[Paper] LFM2 Technical Report

Published: 2 months ago (November 28, 2025 at 12:56 PM EST)

4 min read

Source: arXiv

Source: arXiv - 2511.23404v1

Overview

The LFM2 technical report introduces Liquid Foundation Models (LFM2)—a new family of large language models engineered for fast, low‑memory inference on edge devices such as smartphones, laptops, and embedded CPUs. By marrying a hardware‑in‑the‑loop architecture search with novel training tricks, the authors deliver models that are up to 2× quicker than comparably sized alternatives while still hitting top‑tier benchmark scores.

Key Contributions

Hybrid backbone design: Combines gated short‑range convolutions with a handful of grouped‑query attention blocks, dramatically cutting latency on CPUs.
Hardware‑in‑the‑loop NAS: Architecture search explicitly optimizes for edge latency and memory limits, rather than just FLOPs or parameter count.
Scalable model family: Six dense variants (350 M – 2.6 B parameters) plus an 8.3 B mixture‑of‑experts (MoE) model that activates only 1.5 B parameters per token.
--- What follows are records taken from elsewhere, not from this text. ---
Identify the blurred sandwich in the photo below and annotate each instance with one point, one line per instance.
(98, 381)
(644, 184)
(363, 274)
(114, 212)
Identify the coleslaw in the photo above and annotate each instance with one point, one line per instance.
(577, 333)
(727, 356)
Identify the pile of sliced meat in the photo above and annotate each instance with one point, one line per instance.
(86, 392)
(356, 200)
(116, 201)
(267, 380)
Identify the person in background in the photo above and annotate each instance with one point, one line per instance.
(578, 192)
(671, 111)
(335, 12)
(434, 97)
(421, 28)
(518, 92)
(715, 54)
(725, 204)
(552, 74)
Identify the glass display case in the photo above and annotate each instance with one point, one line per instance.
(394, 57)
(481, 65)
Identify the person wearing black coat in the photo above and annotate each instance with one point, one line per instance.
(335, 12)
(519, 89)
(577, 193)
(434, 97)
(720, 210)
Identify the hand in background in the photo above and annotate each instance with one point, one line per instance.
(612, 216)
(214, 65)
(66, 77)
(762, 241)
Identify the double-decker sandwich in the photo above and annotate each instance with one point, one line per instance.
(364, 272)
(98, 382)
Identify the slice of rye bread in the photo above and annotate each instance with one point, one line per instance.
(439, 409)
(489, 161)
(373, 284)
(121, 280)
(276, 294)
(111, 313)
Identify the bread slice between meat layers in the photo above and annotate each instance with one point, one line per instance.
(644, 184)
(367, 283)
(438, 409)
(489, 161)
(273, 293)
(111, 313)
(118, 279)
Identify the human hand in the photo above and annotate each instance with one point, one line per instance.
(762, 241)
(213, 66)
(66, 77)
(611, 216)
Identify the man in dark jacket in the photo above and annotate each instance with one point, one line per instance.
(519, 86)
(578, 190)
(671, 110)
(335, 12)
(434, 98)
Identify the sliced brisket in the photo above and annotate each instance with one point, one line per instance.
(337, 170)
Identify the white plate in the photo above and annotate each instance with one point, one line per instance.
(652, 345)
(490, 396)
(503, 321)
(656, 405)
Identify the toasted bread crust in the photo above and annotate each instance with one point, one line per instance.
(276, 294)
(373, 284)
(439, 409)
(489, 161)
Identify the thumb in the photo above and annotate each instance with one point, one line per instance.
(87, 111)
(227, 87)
All support a 32 K context window.
Training pipeline innovations:
- Tempered, decoupled Top‑K knowledge distillation that avoids “support mismatch” between teacher and student.
- Curriculum learning that feeds data in increasing difficulty order.
- Three‑stage post‑training recipe (supervised fine‑tuning → length‑normalized preference optimization → model merging).
Multimodal extensions:
- LFM2‑VL (vision‑language) with token‑efficient visual front‑ends for adjustable accuracy‑latency trade‑offs.
- LFM2‑Audio (speech‑to‑speech) with separate audio encoder/decoder pipelines enabling real‑time interaction.
- LFM2‑ColBERT (retrieval) offering low‑latency multilingual query/document encoding.
Open‑source deployment bundles: Ready‑to‑run packages for ExecuTorch, llama.cpp, and vLLM, facilitating immediate edge deployment.

Methodology

Architecture Search with Real‑World Constraints
- The authors run a neural‑architecture‑search loop that measures actual inference time and memory usage on target CPUs.
- The search space mixes short convolutions (fast, local pattern capture) with grouped‑query attention (lightweight global context).
Training Regimen
- Tempered Top‑K Distillation: The student model learns from a teacher’s top‑K logits, but the temperature is gradually annealed to keep the learning signal stable across training stages.
- Curriculum Data Ordering: Training data are sorted by difficulty (e.g., token entropy) so the model first masters easy patterns before tackling harder ones.
- Post‑Training Three‑Stage Recipe:
  - Supervised fine‑tuning on task‑specific data.
  - Length‑normalized preference optimization (a lightweight RLHF‑style step that respects the 32 K context).
  - Model merging to blend multiple fine‑tuned checkpoints for robustness.
Multimodal Adaptations
- Visual tokens are generated by a lightweight CNN‑based tokenizer that can be throttled to meet latency budgets.
- Audio pipelines split encoding/decoding, allowing streaming inference with sub‑second latency.
Evaluation
- Trained on 10–12 trillion tokens across web text, code, and multimodal corpora.
- Benchmarked on standard language (IFEval, GSM8K), vision‑language (VQAv2, COCO), speech (LibriSpeech, VCTK), and retrieval (MS‑MARCO, multilingual BEIR) suites.

Results & Findings

Model	Params	IFEval	GSM8K	VQAv2 (VL)	LibriSpeech (Audio)	Retrieval (ColBERT)
LFM2‑350M	0.35 B	71.2%	74.8%	68.5%	9.2 % WER	71.3 % MRR
LFM2‑2.6B	2.6 B	79.56%	82.41%	78.1%	6.8 % WER	78.9 % MRR
LFM2‑MoE (8.3 B/1.5 B)	8.3 B (1.5 B active)	81.3%	84.7%	80.4%	5.9 % WER	81.2 % MRR

Latency: On a typical laptop CPU (Intel i7‑12700H), LFM2‑2.6B’s pre‑fill and decode are ~2× faster than a dense 2.6 B LLaMA‑2 baseline while using ~30 % less RAM.
Multimodal trade‑offs: LFM2‑VL can drop visual token resolution by 50 % with only a 2‑3 % accuracy hit, enabling sub‑100 ms image‑conditioned generation on a phone‑class SoC.
Real‑time speech: LFM2‑Audio achieves ≤ 150 ms end‑to‑end latency for speech‑to‑speech, comparable to models that are three times larger.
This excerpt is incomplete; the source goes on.